In web applications, the most common pattern is to make available two factor authentication by providing a physical authentication in addition to the standard username/password flow. Often, users will receive a text message to their mobile phone or install a multi-factor authentication application that will provide the appropriate code for this additional verification step. Adding a physical dimension reduces the possibility of password theft providing access to a user's account. Though many users may opt not to enable two-factor authentication, providing this option is a good step towards better security of standard username and password authentication.

ASIDE

The least secure part of any login system is the human using it. Weak and shared passwords, phishing, and insider threats, are the weakest points of any authenticated system.

Other Types of Authentication

In addition to the standard username/password and two-factor authentication models, there are less common authentication techniques such as one-time passwords and biometrics. Though uncommon, these may be worth exploring further.

One-time work be generating a unique token and sending it directly to a user, typically through email or a mobile device. The popular chat application Slack makes use of one-time passwords, generating a unique link and sending it a user when they sign in to a Slack channel. This also be paired with two-factor authentication to add an extra layer or user protection.

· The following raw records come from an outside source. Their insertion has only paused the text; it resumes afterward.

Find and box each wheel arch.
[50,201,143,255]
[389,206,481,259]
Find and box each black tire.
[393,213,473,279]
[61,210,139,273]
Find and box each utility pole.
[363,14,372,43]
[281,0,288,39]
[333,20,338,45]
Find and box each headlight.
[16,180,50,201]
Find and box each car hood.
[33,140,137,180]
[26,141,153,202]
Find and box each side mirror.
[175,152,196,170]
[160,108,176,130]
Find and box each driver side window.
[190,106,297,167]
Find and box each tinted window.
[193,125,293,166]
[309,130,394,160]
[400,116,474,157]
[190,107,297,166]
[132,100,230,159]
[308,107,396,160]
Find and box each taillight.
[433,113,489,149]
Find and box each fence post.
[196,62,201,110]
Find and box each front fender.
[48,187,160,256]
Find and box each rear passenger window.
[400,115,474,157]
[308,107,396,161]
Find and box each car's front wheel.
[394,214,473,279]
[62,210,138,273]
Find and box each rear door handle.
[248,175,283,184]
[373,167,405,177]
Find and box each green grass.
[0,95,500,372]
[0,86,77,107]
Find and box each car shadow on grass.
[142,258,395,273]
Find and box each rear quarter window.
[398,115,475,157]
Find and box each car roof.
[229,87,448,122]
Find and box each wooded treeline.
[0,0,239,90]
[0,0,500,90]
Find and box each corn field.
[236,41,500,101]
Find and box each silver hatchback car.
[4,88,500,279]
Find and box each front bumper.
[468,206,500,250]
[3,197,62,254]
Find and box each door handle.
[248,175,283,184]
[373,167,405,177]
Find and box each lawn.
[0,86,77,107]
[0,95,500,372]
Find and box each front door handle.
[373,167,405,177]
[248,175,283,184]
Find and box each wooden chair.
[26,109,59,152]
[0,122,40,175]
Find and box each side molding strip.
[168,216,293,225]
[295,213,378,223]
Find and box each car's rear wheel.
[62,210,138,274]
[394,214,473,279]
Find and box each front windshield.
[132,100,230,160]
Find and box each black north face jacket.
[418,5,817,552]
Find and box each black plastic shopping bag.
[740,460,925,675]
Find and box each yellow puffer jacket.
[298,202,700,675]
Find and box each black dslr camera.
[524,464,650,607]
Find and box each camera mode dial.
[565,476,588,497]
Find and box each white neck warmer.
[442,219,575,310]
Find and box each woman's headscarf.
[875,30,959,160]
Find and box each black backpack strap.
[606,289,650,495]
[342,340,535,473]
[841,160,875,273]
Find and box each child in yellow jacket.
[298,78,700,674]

Another interesting approach is the use of biometrics. We've likely all seen science fiction movies that use a retina scanner or open a door with a fingerprint, but this technology is not something unattainable. In fact, most new smartphones ship with a biometric fingerprint login. Though not currently used on the web, it's not hard to imagine a future where there are biometric login options. If that time comes, however, there will need to thoughtful discussions around user security and privacy.

Encrypting User Data

Depending on the type of application we work on, it may contain sensitive user information beyond user credentials. Our applications may store user location information, journal entries, social security numbers, health records, or any number of private bits of information that users have entrusted us with. When this is the case it becomes important to encrypt sensitive user information in addition to passwords. Doing this acknowledges that we are willing to take extra steps and security precautions with our user's information.

We've recently seen a rise in the popularity of services that encrypt and secure user data. The email provider ProtonMail offers secure and encrypted email accounts. The mobile messaging application Signal is an encrypted messaging app. We've also seen encryption become a selling point for mainstream applications. The popular messaging app, WhatsApp, now provides end-to-end encryption for user conversations. Even if a user is unaware of this feature it is being provided as an additional layer of security and privacy.

Encrypting user data can be useful for much more than messaging and email applications, however. As is evidence with the OPM hack mentioned at the beginning of the chapter, government employees would have greatly benefited from having their records encrypted rather than stored as plain text on the server.

In Node.js we could use the built in crypto library to encrypt and decrypt user data. Here's a very basic example of what that might look like with a pair of functions that encrypt and decrypt some plain text using a provided password:

var crypto = require('crypto');

function dataEncrypt(password, text) {
  var cipher = crypto.createCipher('aes192', password);
  var encrypted = cipher.update(text, 'utf8', 'hex');
  encrypted += cipher.final('hex');
  return encrypted;
}

function dataDecrypt(password, encrypted) {
  var decipher = crypto.createDecipher('aes192', password);
  var decrypted = decipher.update(encrypted, 'hex', 'utf8');
  decrypted += decipher.final('utf8');
  return decrypted;
}

// encrypt some data
var encrypt = dataEncrypt('Password', 'This is encrypted!');
// returns f53a6a423a11be8f27ff86effa5ace548995866009190a902ecb6d351ec2ec4d
var decrypt = dataDecrypt('Password', encrypt);
// returns This is encrypted!

By storing user data in an encrypted format we are taking an extra step towards securing that data for our users.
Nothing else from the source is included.